La fonction de production de base de l’économie met en relation le capital et le travail. La relation entre ces deux facteurs génère de la production qui augmente d’année en année ou se réduit. Au Liban, le capital existe sous forme de capital financier. Malheureusement, il ne se transforme pas en capital physique en mesure de mettre en action la relation avec le facteur travail. Le Liban dispose aussi des ressources humaines qualifiées. Preuve en est la quantité de jeunes Libanais qui contribuent à l’accroissement de la richesse et du bien-être dans les sociétés qui les accueillent à l’étranger.
Le problème qui se pose au Liban n’est pas celui de la disponibilité en quantité ou en qualité des ressources, mais celui des conditions sous-jacentes de fonctionnement de la relation entre le travail et le capital.

Qu’est-ce qui fait que le capital financier soit disponible en abondance au Liban et comment est-ce qu’il est utilisé dans l’économie libanaise ?
Il faut distinguer en effet deux aspects : l’existence des flux financiers et leur utilisation, qui sont liées à des facteurs exogènes et endogènes.
Le fait pour le Liban de bénéficier de richesses financières abondantes est lié en partie à son emplacement géographique dans une zone de richesses pétrolières. Il s’agit donc d’un facteur exogène. En étudiant les statistiques sur une période de 40 ans, nous avons en effet constaté une relation stable et constante entre l’augmentation des dépôts bancaires – considérés comme le meilleur indicateur des flux de capitaux – et les prix du pétrole : une hausse de 1 % des cours du brut entraîne 0,3 % d’augmentation des dépôts bancaires.

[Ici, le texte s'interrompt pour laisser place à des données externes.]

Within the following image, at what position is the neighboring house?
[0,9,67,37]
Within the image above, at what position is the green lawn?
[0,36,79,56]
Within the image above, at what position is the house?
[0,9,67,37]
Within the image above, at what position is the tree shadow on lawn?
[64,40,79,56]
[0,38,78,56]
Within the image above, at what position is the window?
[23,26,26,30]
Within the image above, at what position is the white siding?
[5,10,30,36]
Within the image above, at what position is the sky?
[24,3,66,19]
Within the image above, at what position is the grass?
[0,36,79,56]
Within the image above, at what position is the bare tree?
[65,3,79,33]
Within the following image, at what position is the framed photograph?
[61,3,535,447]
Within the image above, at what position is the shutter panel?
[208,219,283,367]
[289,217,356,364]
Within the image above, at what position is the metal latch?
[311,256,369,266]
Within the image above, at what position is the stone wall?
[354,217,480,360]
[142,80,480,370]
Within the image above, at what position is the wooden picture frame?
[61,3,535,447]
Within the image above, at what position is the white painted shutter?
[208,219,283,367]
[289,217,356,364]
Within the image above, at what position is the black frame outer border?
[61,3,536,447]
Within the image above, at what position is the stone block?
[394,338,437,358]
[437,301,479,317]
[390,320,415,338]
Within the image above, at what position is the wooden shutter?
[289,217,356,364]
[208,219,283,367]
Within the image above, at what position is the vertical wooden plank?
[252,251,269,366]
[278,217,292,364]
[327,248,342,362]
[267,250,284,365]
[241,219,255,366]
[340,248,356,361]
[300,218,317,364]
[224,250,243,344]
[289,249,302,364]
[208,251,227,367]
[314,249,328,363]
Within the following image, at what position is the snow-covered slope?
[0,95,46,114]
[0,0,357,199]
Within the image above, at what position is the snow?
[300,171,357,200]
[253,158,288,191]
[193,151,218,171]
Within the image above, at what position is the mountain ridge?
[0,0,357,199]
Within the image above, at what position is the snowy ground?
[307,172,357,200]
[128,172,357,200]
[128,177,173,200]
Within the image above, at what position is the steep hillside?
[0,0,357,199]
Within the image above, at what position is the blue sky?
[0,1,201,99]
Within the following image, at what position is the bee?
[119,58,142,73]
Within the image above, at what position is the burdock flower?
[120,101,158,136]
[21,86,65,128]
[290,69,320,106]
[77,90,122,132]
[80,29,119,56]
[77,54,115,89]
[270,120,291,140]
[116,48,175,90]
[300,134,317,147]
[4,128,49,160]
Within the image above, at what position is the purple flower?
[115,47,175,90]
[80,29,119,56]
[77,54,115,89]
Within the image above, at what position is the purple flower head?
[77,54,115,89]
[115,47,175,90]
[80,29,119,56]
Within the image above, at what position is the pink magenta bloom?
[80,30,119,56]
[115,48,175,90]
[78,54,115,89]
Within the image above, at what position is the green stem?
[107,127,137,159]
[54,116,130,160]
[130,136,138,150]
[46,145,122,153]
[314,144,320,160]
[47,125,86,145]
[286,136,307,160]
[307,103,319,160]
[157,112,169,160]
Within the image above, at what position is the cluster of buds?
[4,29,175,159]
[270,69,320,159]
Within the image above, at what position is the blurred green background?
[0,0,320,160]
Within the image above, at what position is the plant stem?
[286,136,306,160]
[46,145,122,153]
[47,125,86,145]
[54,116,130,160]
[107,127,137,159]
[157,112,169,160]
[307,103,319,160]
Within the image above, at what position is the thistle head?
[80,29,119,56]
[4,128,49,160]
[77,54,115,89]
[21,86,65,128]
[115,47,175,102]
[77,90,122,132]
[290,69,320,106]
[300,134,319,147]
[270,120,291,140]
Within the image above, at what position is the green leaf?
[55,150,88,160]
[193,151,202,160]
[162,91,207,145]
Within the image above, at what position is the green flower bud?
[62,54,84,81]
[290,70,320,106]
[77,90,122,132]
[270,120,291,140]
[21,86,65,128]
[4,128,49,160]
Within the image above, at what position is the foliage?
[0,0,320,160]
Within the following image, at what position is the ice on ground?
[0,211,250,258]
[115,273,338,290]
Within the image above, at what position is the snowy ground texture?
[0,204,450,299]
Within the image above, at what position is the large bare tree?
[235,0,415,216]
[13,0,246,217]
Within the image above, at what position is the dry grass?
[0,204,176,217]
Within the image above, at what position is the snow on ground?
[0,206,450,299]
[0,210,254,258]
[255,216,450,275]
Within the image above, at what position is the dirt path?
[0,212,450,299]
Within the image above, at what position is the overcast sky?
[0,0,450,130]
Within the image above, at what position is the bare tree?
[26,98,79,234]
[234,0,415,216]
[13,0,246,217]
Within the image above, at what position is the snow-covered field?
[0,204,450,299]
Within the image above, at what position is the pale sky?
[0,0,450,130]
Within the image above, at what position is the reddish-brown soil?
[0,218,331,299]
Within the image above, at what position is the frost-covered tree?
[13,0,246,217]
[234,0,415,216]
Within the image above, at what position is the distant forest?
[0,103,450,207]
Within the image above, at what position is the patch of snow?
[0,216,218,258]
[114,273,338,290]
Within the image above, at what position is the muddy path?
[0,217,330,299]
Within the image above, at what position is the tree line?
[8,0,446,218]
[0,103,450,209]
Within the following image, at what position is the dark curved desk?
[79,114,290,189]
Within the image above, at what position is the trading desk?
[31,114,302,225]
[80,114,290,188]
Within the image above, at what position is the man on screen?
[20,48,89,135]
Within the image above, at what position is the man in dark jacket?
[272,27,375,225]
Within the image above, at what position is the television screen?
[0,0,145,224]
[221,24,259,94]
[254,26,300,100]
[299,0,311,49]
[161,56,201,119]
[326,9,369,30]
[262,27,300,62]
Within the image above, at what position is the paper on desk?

Autre facteur exogène, l’instabilité politique et macroéconomique a des effets sur les flux de capitaux : elle réduit de 20 % l’impact de la hausse des prix du pétrole sur les dépôts et l’augmentation de 0,3 % tombe à 0,24 % en période d’instabilité. Il existe aussi une dimension endogène principalement tributaire de la politique monétaire du pays. En accumulant des réserves et en maintenant la stabilité de la livre, la Banque centrale stimule l’entrée des flux financiers au Liban et assure leur stabilité dans le secteur financier.
S’agissant de l’utilisation finale des flux entrant au Liban, nous trouvons que ces flux se déversent en dépôts à court terme ou dans l’immobilier et la construction. Car, d’un côté, l’instabilité – facteur plutôt exogène – pousse les détenteurs de capitaux à préférer le court terme ou l’horizon tellement long qu’il dépasse celui des crises de toutes natures ; de l’autre côté, les opportunités d’investissement sont limitées, car la profitabilité est réduite en raison de divers facteurs endogènes.

Pourquoi ces ressources financières ne se transforment-elles pas en accumulation de capital physique en mesure d’employer les Libanais et de générer de la croissance ? Comment expliquer la faible propension à l’investissement ?
Cette question porte en elle comme postulat que l’allocation des ressources financières est un phénomène endogène plutôt qu’exogène. Il y a en effet deux grandes raisons à la faiblesse de la transformation des ressources financières en investissement. En premier lieu, les déficiences de l’infrastructure réduisent le rendement de l’investissement en capital physique – autre que l’investissement immobilier – de même que le rendement de l’investissement en capital humain, les deux étant liés. À la volatilité macroéconomique s’ajoute donc la baisse du rendement du capital, liée à l’inexistence ou l’inefficience de l’investissement public que ce soit dans l’infrastructure routière, l’adduction d’eau, l’électricité, les télécoms… mais aussi dans les projets de recherche et développement. Il ne faut pas se leurrer, partout dans le monde, les activités de R&D de valeur ont toujours été soutenues par le secteur public.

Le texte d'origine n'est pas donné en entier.